Associate Director, Oliver Middleton, London, recently attended Caplink’s European Private Capital Summit, which featured some of Europe’s leading managers from PE, credit and secondaries, as well LPs and a number of advisors. Here are his five takeaways from the event: 

  1. We haven't yet reached the 'Golden Age' of secondaries: Media narratives about 2025 as the 'year of secondaries' and the start of a 'golden age' overlook the fact that the market is still in its infancy and requires a longer track record.
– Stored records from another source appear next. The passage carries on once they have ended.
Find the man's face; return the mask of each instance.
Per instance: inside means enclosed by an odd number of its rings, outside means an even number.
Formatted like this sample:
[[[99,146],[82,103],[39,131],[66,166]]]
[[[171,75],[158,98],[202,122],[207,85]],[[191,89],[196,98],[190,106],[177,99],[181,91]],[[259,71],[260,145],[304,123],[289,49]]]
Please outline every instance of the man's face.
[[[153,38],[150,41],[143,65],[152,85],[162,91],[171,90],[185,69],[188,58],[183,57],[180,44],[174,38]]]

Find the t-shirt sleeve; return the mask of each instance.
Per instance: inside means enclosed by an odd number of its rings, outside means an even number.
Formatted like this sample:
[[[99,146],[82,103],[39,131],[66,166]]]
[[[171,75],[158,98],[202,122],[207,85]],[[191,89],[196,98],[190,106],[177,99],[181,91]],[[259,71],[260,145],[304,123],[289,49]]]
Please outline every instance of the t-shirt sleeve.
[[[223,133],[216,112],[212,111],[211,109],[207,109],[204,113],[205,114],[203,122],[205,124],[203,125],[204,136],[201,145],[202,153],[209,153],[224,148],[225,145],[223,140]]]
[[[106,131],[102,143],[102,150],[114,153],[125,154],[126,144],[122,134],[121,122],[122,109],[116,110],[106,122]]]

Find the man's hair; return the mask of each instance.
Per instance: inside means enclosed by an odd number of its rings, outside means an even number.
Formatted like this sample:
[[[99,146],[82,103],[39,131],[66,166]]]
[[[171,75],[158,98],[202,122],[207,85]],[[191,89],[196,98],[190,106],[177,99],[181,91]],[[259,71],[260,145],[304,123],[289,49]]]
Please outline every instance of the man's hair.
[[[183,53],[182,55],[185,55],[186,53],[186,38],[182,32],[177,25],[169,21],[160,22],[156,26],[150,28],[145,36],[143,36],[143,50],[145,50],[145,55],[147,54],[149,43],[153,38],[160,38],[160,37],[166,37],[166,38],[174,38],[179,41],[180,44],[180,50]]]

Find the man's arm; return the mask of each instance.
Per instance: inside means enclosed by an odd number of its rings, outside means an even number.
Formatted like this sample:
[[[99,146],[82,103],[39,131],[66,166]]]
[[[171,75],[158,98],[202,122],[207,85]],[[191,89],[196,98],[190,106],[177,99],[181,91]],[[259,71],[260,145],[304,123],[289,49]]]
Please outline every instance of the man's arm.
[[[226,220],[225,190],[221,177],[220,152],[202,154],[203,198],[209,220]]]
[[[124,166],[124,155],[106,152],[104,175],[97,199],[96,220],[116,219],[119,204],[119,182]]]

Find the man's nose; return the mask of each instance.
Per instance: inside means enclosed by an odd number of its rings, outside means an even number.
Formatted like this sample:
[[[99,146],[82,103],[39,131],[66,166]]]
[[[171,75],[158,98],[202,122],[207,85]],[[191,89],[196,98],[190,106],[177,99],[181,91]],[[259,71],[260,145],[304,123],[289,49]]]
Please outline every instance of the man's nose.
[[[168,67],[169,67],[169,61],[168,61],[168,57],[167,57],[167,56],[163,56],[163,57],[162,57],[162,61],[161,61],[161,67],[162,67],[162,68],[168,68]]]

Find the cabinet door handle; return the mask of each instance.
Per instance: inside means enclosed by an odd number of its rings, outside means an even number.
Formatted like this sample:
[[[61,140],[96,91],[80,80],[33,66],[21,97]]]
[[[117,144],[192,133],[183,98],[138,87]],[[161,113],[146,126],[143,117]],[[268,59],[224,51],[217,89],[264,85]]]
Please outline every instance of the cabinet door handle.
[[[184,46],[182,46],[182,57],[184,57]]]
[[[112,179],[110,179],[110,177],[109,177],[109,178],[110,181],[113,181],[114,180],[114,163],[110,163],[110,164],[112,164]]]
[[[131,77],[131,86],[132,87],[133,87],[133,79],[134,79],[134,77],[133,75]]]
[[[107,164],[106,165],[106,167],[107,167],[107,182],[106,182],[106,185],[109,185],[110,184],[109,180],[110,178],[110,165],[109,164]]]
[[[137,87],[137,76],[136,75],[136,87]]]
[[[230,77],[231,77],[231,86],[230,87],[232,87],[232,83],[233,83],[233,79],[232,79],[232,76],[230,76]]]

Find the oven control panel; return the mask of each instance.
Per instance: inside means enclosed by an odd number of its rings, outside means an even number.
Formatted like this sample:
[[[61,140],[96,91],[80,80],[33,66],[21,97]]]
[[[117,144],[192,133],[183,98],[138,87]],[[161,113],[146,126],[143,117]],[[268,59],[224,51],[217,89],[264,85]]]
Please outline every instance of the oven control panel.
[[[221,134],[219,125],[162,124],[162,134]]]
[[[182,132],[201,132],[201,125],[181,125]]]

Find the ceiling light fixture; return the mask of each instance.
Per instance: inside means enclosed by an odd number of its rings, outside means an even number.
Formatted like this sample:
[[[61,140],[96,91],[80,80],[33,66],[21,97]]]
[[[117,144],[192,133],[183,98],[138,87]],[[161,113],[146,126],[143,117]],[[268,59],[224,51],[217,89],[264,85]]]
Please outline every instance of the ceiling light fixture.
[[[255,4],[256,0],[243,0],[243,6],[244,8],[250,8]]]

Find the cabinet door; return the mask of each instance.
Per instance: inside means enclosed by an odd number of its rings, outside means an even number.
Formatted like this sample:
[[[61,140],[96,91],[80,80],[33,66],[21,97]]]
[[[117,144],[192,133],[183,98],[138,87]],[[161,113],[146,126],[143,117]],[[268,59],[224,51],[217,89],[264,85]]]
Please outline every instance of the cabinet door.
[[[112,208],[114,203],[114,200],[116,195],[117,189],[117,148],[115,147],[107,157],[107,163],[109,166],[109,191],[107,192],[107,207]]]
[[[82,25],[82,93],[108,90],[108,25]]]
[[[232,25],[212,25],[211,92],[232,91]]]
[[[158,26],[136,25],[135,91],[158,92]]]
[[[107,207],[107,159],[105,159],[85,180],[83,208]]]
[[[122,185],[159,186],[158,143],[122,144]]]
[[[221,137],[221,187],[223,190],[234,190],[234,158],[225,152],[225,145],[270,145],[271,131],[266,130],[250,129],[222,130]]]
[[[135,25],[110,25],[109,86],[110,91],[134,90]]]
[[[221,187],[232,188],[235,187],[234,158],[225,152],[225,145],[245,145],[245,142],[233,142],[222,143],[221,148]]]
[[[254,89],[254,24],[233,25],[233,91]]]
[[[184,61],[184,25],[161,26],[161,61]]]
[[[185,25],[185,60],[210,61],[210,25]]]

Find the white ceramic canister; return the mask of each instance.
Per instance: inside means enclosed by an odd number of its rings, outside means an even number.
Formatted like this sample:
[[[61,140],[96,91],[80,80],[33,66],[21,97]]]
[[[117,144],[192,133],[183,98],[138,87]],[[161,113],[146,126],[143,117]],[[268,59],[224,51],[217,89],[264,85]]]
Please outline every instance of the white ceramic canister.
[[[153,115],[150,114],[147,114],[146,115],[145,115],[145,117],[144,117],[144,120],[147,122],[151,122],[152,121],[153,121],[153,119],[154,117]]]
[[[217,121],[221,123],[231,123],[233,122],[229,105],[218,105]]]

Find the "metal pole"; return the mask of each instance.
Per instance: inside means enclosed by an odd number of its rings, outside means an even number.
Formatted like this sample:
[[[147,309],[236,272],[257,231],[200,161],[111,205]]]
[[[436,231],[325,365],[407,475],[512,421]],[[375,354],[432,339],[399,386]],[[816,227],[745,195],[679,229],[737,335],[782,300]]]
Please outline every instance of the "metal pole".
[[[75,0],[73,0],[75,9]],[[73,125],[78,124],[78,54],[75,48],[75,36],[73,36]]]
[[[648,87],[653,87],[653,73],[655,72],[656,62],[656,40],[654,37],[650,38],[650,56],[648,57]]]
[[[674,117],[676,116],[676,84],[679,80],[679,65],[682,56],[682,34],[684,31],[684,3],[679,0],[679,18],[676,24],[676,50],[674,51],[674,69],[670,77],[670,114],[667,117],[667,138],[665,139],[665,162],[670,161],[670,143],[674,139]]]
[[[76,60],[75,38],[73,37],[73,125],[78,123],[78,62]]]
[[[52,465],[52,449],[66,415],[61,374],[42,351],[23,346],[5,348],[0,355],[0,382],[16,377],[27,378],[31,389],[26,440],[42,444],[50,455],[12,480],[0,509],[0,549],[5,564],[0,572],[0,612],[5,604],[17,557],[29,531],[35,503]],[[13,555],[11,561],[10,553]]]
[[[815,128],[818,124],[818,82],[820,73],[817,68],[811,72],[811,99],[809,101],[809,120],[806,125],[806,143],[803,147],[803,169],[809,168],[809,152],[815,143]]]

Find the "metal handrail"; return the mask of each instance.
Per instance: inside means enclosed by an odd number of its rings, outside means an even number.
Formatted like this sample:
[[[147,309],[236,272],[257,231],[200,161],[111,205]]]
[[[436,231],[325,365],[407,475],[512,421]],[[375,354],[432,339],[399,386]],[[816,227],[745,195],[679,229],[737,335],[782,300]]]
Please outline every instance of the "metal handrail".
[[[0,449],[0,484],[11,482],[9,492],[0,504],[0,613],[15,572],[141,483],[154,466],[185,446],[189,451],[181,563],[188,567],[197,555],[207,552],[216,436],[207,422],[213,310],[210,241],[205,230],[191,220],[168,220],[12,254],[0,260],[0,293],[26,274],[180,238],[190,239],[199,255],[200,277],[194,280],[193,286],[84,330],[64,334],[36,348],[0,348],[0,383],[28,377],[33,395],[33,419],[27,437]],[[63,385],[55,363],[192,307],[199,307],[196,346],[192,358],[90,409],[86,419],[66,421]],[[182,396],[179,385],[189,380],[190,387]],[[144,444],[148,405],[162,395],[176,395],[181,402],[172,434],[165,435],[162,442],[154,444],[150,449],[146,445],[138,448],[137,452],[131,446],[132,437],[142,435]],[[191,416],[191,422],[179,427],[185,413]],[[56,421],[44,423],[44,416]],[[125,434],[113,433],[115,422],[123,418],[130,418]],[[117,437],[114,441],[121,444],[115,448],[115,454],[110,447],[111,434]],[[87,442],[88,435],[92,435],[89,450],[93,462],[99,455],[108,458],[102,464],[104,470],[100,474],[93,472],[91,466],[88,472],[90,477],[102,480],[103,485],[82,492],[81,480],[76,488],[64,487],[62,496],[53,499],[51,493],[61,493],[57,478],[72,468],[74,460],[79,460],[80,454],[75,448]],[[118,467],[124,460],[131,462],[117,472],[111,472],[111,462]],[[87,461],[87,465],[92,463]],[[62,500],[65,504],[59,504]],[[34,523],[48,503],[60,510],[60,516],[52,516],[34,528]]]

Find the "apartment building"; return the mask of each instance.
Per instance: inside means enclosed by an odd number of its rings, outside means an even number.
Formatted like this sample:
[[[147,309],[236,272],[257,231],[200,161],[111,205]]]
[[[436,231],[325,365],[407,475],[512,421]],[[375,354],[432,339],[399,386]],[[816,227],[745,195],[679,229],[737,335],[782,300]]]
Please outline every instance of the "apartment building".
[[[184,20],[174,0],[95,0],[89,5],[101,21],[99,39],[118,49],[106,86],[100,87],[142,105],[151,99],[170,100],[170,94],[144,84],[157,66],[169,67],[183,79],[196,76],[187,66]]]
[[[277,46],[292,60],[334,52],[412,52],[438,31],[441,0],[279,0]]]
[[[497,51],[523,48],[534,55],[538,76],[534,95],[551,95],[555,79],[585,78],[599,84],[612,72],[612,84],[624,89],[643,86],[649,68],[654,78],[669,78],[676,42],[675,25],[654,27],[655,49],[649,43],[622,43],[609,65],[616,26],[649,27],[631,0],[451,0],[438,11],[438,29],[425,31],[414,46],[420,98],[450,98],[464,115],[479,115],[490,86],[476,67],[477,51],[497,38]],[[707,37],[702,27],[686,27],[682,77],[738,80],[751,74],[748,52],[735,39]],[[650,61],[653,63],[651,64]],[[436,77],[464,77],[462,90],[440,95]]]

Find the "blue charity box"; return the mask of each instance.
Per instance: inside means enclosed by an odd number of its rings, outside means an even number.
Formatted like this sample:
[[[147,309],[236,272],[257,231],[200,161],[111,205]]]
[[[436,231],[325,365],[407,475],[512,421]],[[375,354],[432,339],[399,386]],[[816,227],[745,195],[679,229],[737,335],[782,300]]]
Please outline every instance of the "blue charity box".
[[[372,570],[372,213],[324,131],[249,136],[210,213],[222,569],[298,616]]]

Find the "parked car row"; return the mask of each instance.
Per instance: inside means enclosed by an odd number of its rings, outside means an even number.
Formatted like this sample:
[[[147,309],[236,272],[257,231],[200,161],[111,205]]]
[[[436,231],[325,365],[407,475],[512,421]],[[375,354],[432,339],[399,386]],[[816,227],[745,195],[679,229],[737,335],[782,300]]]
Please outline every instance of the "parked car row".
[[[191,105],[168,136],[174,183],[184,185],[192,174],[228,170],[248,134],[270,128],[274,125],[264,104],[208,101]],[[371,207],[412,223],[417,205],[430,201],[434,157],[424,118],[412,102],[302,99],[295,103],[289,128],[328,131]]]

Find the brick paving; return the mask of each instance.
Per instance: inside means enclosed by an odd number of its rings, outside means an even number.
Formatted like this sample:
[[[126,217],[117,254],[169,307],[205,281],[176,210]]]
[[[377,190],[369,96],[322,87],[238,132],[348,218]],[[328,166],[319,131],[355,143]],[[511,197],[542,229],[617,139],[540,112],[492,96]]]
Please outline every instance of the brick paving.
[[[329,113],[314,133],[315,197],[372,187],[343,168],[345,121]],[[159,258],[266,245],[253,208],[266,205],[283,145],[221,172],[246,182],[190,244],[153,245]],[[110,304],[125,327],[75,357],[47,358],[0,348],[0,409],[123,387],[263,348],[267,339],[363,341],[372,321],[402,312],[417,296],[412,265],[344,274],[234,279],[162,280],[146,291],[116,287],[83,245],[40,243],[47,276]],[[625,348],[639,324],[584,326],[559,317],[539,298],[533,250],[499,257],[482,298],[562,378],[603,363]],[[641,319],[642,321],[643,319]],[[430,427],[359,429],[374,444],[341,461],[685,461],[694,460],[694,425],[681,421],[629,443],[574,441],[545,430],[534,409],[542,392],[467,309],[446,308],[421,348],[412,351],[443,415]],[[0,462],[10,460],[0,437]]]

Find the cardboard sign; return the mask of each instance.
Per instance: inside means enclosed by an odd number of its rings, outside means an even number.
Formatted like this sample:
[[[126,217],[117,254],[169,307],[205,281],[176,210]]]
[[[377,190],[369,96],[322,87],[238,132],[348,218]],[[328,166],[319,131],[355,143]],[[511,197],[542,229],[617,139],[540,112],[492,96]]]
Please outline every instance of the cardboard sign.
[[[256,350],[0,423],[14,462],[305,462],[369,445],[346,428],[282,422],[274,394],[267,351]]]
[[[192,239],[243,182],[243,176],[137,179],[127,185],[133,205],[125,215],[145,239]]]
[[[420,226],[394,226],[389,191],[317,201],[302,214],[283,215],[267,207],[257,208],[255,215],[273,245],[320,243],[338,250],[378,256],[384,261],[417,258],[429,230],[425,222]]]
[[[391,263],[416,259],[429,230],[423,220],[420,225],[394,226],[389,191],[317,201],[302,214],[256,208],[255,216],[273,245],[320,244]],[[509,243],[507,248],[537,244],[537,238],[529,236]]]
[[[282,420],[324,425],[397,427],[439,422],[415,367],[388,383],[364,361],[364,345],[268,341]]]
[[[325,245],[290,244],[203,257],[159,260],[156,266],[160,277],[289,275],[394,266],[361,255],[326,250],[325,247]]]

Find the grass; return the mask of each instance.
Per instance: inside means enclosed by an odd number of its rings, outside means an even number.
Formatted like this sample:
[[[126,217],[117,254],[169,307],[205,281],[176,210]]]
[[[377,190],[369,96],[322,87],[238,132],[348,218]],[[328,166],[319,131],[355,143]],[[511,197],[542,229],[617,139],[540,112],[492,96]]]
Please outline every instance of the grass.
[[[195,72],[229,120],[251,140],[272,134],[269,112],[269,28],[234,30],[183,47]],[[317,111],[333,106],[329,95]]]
These take years, not months, to build. 
     
  2. We're still 'only scratching the service' of wealth penetration: As Apollo's Natalia Tsitoura noted, wealth investors - largely IFAs, intermediaries and larger family offices - currently allocating to PE and credit account for roughly 2-3% of the overall market. This signals huge growth potential in the years to come, with the ultimate goal being attracting significant numbers of mass-affluent investors, as pioneered by the likes of Moonfare. The main barrier remains understanding and education, but with the likes of StepStone having recently launched ELTIFs, we will likely see a steadied rise in wealth penetration over the coming years.
     
  3. AI is already having a measurable business impact on PE: Many industries are shouting about AI far louder than PE, but when it comes to measurable business impact, PE is likely ahead of the majority. Managers of all sizes are leveraging AI with a focus on due diligence and deepening visibility and understanding of what's happening in their portfolios, which is informing asset selection. But AI will only ever be a tool—not a silver bullet—as good as those using it. 
     
  4. Geopolitical uncertainty is now the primary barrier to deal-making: In his keynote, BC Partners, Nikos Stathopoulos, highlighted that many of the ingredients for higher deal volume are now there, including better (relative) levels of liquidity, supported by greater bank lending and appetite. However, geopolitical uncertainty, including the potential impact of tariffs, which now need to be factored into projections, could be a barrier to the volumes some were predicting at the start of 2025 
     
  5. Value will underpin the PE market for the foreseeable: The low-rate environment that until recently enabled debt-fuelled M&A was highly abnormal, and this isn't going to be how the PE industry delivers returns going forward. Instead, PE must return to its roots: building better businesses. This is what enabled the industry to deliver consistently strong returns in the previous high-rate environment, which, until 2008, were the norm.